Mmmm….Enrichment!: Using Behavior Analysis to Model, Manage, Maximize, and Maintain Environmental Enrichment Programs in Applied Animal Settings
October 27 – 29, 2017
Today’s animal care professionals are held to high standards of welfare for the animals in their care. Environmental enrichment is a key component of behavior management programs. Although there is a rich scientific literature on effective enrichment strategies, many applied animal facilities report lacking time, staff, and resources to implement and maintain an effective enrichment program. This workshop will provide attendees with an overview of how the science and practice of behavior analysis are being utilized in animal care settings to evaluate enrichment effectiveness to promote animal welfare. Held at world-renowned Wolf Park in Battle Ground, Indiana, participants will be able to directly observe how behavioral principles are being used to guide animal care practices. Participants will learn how to successfully implement enrichment assessments efficiently and practically. Attendees will achieve workshop learning objectives through a balanced presentation of lecture, guided practice, video demonstrations, direct observation, and group discussion. Supplemental materials for reviewing enrichment programs and ethograms will also be provided. Participants will also learn how to conduct assessments, and be guided through video demonstrations of experiments, preference assessments and observational assessments with a variety of species in zoos, aquariums, sanctuaries, wildlife parks, and animal shelters. Attendees will also participate in discussions about the ethical use of these procedures in their respective animal care settings. Participants will learn best practices for designing, developing, and review enrichment programs using individual-level analysis to facilitate husbandry goals for a variety of species. Participants will also learn how to successfully implement assessment and evaluation tools for husbandry strategies in zoological settings. This workshop is well-suited to animal care professionals who want to learn more about integrating the science of enrichment into their facilities and acquire practical ways for doing so. In addition, this workshop is also relevant to students or professionals in behavior analysis/behavioral science interested in learning how to collaborate with zoological institutions and animal care facilities.

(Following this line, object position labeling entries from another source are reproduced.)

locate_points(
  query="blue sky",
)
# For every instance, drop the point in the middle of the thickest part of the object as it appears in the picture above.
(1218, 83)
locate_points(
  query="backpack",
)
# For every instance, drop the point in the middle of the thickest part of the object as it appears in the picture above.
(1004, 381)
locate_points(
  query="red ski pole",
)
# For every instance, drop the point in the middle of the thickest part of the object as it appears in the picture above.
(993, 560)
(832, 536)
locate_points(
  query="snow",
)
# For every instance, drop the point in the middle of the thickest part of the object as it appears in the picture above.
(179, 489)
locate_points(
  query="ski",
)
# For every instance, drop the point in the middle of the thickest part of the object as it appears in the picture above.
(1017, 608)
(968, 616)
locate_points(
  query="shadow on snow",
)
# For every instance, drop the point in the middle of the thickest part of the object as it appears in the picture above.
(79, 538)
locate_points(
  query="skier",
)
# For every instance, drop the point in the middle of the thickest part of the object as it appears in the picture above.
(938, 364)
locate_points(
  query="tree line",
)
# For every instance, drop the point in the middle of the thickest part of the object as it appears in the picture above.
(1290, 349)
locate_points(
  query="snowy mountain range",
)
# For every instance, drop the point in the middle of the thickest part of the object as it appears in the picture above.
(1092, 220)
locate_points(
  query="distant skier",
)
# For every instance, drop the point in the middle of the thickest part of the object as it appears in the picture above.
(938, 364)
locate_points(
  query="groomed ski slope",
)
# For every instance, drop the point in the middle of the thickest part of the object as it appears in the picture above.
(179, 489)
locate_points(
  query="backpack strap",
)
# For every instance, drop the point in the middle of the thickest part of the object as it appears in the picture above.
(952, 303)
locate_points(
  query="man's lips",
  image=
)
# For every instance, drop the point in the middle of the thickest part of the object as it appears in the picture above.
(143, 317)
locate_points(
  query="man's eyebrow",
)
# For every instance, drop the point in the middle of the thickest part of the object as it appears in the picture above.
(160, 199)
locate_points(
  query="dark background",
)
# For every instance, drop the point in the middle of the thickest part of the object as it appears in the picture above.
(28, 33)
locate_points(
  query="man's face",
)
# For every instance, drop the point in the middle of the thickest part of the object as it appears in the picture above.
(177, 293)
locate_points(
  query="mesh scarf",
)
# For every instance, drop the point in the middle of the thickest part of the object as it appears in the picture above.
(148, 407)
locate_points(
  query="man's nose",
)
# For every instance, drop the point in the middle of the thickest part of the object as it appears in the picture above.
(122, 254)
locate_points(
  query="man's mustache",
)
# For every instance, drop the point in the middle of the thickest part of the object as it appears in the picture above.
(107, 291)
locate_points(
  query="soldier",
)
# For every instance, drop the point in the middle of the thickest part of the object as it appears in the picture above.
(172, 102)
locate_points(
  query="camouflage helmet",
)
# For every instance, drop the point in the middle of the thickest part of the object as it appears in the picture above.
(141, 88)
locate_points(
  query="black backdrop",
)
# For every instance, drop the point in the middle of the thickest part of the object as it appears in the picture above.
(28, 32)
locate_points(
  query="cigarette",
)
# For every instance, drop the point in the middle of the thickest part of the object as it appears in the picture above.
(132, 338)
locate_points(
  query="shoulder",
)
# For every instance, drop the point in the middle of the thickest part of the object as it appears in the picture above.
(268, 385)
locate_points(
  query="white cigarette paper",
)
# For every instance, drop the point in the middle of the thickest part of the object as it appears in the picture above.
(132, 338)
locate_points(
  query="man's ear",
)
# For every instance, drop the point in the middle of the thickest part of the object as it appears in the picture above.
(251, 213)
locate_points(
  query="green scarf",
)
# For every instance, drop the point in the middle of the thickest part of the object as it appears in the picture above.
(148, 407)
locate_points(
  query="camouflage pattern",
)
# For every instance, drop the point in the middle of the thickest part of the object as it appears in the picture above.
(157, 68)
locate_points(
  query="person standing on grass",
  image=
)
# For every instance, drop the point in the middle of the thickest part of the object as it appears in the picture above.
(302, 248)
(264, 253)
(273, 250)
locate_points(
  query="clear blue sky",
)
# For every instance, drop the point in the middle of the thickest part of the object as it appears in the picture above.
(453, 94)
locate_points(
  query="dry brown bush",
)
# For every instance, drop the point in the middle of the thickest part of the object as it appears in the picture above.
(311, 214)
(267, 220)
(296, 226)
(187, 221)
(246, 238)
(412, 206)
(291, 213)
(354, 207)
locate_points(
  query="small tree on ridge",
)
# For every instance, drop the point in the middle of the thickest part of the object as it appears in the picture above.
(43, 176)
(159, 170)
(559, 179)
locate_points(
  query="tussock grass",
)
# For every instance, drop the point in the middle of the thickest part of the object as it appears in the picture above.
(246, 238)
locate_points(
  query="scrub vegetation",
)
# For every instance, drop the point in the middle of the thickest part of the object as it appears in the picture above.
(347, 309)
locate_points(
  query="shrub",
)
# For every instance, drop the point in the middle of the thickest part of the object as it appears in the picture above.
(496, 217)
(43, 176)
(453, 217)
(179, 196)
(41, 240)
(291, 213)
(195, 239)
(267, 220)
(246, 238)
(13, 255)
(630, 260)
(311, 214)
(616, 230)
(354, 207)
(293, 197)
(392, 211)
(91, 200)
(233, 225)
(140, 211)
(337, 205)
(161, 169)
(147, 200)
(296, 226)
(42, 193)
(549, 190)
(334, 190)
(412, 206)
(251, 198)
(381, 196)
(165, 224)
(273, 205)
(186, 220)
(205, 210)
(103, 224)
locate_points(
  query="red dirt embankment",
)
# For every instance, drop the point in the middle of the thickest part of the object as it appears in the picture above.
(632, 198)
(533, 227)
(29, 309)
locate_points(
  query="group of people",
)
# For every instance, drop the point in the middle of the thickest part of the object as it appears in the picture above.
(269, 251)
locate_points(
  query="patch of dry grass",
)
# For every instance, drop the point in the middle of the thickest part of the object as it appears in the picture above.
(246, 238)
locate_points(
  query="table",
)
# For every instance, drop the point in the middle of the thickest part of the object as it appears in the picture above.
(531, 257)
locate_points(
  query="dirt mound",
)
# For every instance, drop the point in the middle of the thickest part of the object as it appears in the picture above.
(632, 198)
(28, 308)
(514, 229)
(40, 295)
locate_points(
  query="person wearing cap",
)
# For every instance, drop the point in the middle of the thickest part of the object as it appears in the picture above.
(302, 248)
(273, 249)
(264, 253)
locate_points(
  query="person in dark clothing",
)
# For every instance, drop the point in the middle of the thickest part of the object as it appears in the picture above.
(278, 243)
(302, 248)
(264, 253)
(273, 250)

Learning Objectives: At the conclusion of the workshop, participants will be able to:
1. Operationally define environmental enrichment and identify ways in which enrichment strategies are scientifically deemed effective,
2. Identify, review, and critique applications of enrichment implementation practices for variety of species,
3. Design and implement species-appropriate enrichment strategies with wolves, coyotes, and/or foxes at Wolf Park
4. Receive training and information on a variety of data collection methods for evaluating enrichment effectiveness that are both practical and informative,
5. Conduct live observations and collect data on enrichment strategies with wolves, coyotes, and/or foxes at Wolf Park, including identifying individual animal’s preferences for different enrichment strategies,
6. Recognize and discuss variables to consider to ensure ethical and effective implementation and evaluation of enrichment in applied animal settings
Biography: Dr. Lindsay Mehrkam is an assistant professor of psychology at Monmouth University in West Long Branch, New Jersey where she directs the Human & Animal Welfare Collaboratory (HAWC). Her research program explores how human interaction influences play, aggression, and stereotypic behavior and best practices for conducting formal evaluations of training and enrichment practices in a variety of animal settings. Her primary research interests in applied animal behavior focus on the benefits of human-animal interaction, enrichment, and training for improving the welfare of captive animals, and especially canines. Lindsay’s research has been published in peer-reviewed scientific journals and presented at national and international conferences, zoos, aquariums, wildlife parks, humane societies, and animal advocacy organizations. and has been recognized through popular media outlets, grants, and scholarly and industry awards, including the Association for Professional Dog Trainers. In addition to serving on the Advisory Board for Big Oak Wolf Sanctuary, Lindsay is a member of the Research & Evaluation Committee for the Animal Behavior Management Alliance (ABMA) and serves as the Vice President for the Applied Animal Behavior Special Interest Group for the Association for Behavior Analysis International (ABAI). She is also a doctoral-level Board-Certified Behavior Analyst and provides clinical and in-home behavioral consultations for both exotic and companion animals as well as individuals with intellectual disabilities. In her spare time, she enjoys exploring and photographing the eclectic Jersey Shore with her two rescue dogs Kobe and Ian. Lindsay received her Masters and Ph.D. in Psychology with a specialization in Behavior Analysis from the University of Florida.